鄭啟對皇后打趣道:「你就不怕我辦你兄弟?」
「雨露雷霆皆是君恩,仲翼這次是做的太過了,陛下給他懲罰也是應該的。」高後道。
「若仲翼真收了這些流民,涿縣早跟昌平一樣破城了!」鄭啟冷哼,他可不是宮裡養大的皇帝。當年鄭啟跟著鄭裕打仗,看慣了前方將士們打得熱火朝天,那些對軍事壓根不懂的官在皇帝面前指手畫腳給武官添亂,是故他上位後很是整頓了一番,已經很少有官敢如此了。但這次高氏父子戰功實在太出眾了,難怪有人按捺不住。
高皇后道:「這些也是仲翼該做的。」她歎了一口氣,「只是委屈了皎皎。」
「皎皎怎麼了?」鄭啟問,他對陸希不若對陸言那麼寵愛,可陸希是元澈最心愛的女兒,鄭啟對她還是比較關心的。
「皎皎在最後仲翼開城門迎戰的時候,在井裡生了孩子。」高後將回報的情形說了一遍,說道後面她眼眶都紅了,「不說皎皎從小嬌生慣養了,就是尋常人家的孕婦,哪有在井裡生產的?」高後想想就心疼,那可是他們高家的媳婦、長孫啊!
鄭啟聽說陸希一聲不吭的生下了孩子,也有些動容,「這孩子倒是硬氣。」這脾氣還真像足了元澈。
高後道:「仲翼有了孩子,我也放心了。」
提起高嚴,鄭啟就想起高囧和阿琰,「元亮和阿琰——」鄭啟歎了一口氣,他對親自挑選的兩個女婿——高囧和崔振還是比較滿意的,私心而言,他更喜歡樂平多一些,可偏偏陽平跟崔振一個接一個的生孩子,高囧和樂平卻迄今毫無音訊,
「陛下,兒孫自有兒孫福,我們也不用太擔心了,你想當年陸老大人和袁夫人,也是成親多年後才有清微觀主和陸太傅的?」高皇后寬慰鄭啟道。樂平是鄭啟的女兒,他可以罵樂平,但容不得旁人說女兒一句不好。再說鄭啟還默許了元亮納妾,她就更不好多說什麼了。
「希望如此。」鄭啟搖頭,他又想了一件事,「對了,廣陵王妃身體好些了嗎?」自去年廣陵王妃生下廣陵王的次子後,就一直大病在床。
「一直沒起色,派去的疾醫都說這是虛症,只能好好養著。」高皇后猶豫了下,「陛下——」
「什麼?」鄭啟難得見妻子有這種欲言又止的表情。
「元貴妃說廣陵王妃現在沒精力照顧廣陵王,想要給廣陵王選一位孺人,是她娘家的侄女,我沒答應。」高皇后說。

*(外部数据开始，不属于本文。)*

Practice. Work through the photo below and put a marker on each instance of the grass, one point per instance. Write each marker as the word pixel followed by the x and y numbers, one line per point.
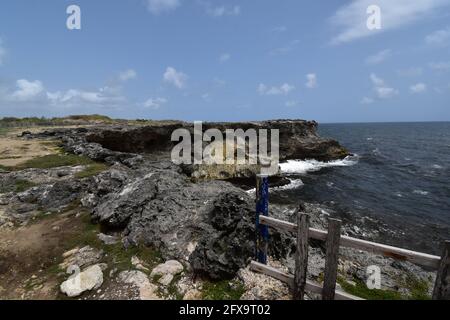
pixel 418 290
pixel 222 290
pixel 54 161
pixel 116 255
pixel 360 290
pixel 62 160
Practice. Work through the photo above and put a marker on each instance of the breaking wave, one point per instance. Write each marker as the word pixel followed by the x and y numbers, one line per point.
pixel 305 166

按宋制太子妾有良娣、良媛、承徽、昭訓、奉儀五等,其他皇子妾只有孺人和媵兩等,其中孺人兩位,媵十二位。鄭柦成親也就三年左右,在崔王妃已有嫡子的情況下,高皇后並沒有給鄭柦多立侍妾,先不說鄭柦會不會要,就算他收下了,她也會多個有意讓皇子沉溺美色的名聲。

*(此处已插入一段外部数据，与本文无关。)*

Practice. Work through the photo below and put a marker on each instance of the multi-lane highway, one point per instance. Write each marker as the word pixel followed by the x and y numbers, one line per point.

「不用答應。」鄭啟沉下臉道:「她若是閒得無聊,你就讓她多抄幾本經書。」
高皇后微笑著點頭,崔王妃這會身體已經很不好了,她要是在這時候立個孺人,萬一崔王妃氣急攻心,就這麼去了怎麼辦?高皇后可不會做這種兩面不討好的事,更別說鄭柦都已經有嫡子了,而她的弟弟現在連個孩子的影子都不見。
「陛下,太子殿下求見。」牛靜守進來說道。
高後一聽說太子了,便起身迴避,臨行前又提醒了鄭啟一聲,「陛下,今日是小六的生辰。」
「知道了。」鄭啟道,皇后前幾日就提醒過他一次了,等高後退下後,「讓他進來。」鄭啟吩咐牛靜守道。
「父皇。」鄭柢站在階下給鄭啟行禮。
對這個長子鄭啟一向是寄予厚望的,從小就請了名師細心教導,衣食住行無一不關心,就是連他身邊伺候的下人,都是讓人精挑細選,揀品行好的才能近身的。可以說鄭柢是除了陸言外,鄭啟耗費心力最多的孩子,可能就是鄭啟對長子太過重視、鄭啟本身性格又太強勢的緣故,導致了鄭柢的個性略嫌懦弱,這讓鄭啟一直很不喜歡,也訓斥過兒子,可他越是嚴厲,鄭柢就越害怕他,兩人就陷入了一個惡性循環。
鄭柢是來回報這些天各地蝗災的受災情況的,同時還有各地的賑災情況,鄭柢性格溫懦,可畢竟是鄭啟和朝中能臣精心培養出來的太子,理事能力極強,行事也很有條理,讓地方滅蝗、賑災一樣不亂。這次蝗災很多地方從夏季爆發到了秋季,大宋受災還不算嚴重,最嚴重的是魏國和羯族,據探子回報,羯族現在有些部落,已經開始殺老弱病殘節省糧食了。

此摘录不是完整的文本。